= Danny Driver =

British pianist (born 1977)

Danny Driver (born 1977) is a British classical pianist.

== Career ==
He was born and grew up in London. His mother is Israeli, and his first language was Hebrew. His father was a keen amateur violinist who studied at Oxford University. Through his mother, he is descended from the Baal Shem Tov (also an ancestor of his wife, the American conductor Rebecca Miller). He studied Natural Sciences at the University of Cambridge before moving to the Royal College of Music. In 2001 he won both the Royal Over-Seas League Competition Keyboard Award and the BBC Radio 2 Young Musician of the Year Competition.

Danny has performed with the BBC Scottish Symphony Orchestra, Royal Philharmonic Orchestra, Orchestra of the Age of Enlightenment, Minnesota Orchestra, and Bournemouth Symphony Orchestra, among many others. He has made two appearances at the BBC Proms, most recently with the Royal Philharmonic Orchestra and their Artistic Director Charles Dutoit. His performance of Saint-Saëns' 'Egyptian' Concerto at the 2012 Bard Music Festival was released by the American Symphony Orchestra on its own ASO live label.

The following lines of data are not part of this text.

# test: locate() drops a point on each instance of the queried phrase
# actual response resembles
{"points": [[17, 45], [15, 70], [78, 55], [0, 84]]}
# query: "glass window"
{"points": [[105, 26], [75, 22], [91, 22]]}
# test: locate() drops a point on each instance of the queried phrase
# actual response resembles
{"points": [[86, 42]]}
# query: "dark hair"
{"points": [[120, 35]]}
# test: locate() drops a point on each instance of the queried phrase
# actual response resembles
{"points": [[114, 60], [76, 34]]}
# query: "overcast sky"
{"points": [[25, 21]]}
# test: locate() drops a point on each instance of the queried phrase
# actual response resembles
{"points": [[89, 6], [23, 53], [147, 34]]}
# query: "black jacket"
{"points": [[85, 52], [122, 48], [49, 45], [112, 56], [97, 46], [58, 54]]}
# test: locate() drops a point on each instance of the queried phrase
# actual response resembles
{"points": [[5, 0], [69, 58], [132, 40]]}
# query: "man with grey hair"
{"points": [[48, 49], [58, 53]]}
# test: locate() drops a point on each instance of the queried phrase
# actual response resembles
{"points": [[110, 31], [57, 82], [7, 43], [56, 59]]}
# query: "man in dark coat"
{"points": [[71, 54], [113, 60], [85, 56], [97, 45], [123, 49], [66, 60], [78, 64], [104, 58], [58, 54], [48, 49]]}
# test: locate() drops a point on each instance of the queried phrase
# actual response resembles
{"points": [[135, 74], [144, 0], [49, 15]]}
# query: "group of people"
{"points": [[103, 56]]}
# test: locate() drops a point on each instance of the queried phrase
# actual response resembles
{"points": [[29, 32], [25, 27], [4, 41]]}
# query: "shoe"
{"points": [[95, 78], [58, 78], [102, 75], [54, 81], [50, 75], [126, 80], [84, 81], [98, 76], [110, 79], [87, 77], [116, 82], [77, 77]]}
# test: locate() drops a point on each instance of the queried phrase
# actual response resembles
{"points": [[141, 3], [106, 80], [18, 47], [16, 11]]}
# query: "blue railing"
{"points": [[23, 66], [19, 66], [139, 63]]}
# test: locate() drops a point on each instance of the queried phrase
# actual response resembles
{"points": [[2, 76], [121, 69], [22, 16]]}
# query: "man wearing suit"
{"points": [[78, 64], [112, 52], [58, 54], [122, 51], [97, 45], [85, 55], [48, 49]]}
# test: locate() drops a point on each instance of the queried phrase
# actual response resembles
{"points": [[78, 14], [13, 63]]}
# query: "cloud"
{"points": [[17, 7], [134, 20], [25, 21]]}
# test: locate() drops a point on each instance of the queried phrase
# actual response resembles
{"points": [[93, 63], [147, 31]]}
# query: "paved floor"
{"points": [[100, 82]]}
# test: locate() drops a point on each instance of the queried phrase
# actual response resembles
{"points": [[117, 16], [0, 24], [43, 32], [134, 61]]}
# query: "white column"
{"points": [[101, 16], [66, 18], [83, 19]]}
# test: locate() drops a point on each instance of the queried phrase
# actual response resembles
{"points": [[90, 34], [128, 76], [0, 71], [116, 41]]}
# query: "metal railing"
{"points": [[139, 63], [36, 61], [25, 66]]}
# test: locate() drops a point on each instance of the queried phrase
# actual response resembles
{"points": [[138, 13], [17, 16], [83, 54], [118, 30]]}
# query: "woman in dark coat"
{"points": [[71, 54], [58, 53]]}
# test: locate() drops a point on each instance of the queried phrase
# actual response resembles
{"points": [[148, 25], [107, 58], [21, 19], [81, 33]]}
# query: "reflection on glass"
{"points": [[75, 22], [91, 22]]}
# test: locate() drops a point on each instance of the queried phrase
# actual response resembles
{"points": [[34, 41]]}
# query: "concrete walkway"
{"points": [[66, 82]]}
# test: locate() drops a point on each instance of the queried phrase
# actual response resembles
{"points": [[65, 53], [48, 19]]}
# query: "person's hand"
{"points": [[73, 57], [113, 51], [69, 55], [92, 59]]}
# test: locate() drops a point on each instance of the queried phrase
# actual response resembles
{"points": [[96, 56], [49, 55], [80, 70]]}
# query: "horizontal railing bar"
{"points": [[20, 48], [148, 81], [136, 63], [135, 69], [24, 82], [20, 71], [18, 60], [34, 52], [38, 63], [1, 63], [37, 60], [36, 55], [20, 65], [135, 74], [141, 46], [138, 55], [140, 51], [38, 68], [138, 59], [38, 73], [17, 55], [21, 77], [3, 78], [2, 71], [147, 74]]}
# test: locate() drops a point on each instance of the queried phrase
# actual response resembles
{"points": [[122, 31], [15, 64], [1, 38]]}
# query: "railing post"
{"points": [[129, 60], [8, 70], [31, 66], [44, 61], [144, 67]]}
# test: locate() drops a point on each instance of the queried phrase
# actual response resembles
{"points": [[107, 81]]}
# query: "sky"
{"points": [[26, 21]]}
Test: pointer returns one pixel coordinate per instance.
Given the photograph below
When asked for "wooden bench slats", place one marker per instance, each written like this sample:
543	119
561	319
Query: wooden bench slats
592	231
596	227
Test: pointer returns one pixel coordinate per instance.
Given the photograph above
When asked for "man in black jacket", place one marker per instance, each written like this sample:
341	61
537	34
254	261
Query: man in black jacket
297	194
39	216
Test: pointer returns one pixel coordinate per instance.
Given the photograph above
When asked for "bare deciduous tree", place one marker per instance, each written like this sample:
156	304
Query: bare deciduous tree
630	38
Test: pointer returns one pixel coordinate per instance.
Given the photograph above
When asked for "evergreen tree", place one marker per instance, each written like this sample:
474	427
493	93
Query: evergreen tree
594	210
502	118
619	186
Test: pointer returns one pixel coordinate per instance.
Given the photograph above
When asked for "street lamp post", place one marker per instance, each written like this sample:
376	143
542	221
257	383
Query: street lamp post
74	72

Driver's recordings for the Hyperion Records label include music by Robert Schumann, C. P. E. Bach, George Frideric Handel, Mily Balakirev, as well as neglected British composers such as Benjamin Dale, York Bowen, and Erik Chisholm. He has also recorded all of the Beethoven violin sonatas with British violinist Chloe Hanslip. His recording of York Bowen's complete Piano Sonatas was nominated for a Gramophone Award in 2010; his recording of Handel's Eight Great Suites was voted Instrumental Recording of the Year 2014 by Australia's Limelight magazine.

In 2016, Driver was appointed Professor of Piano at the Royal College of Music, London.

The couple has a daughter and a son.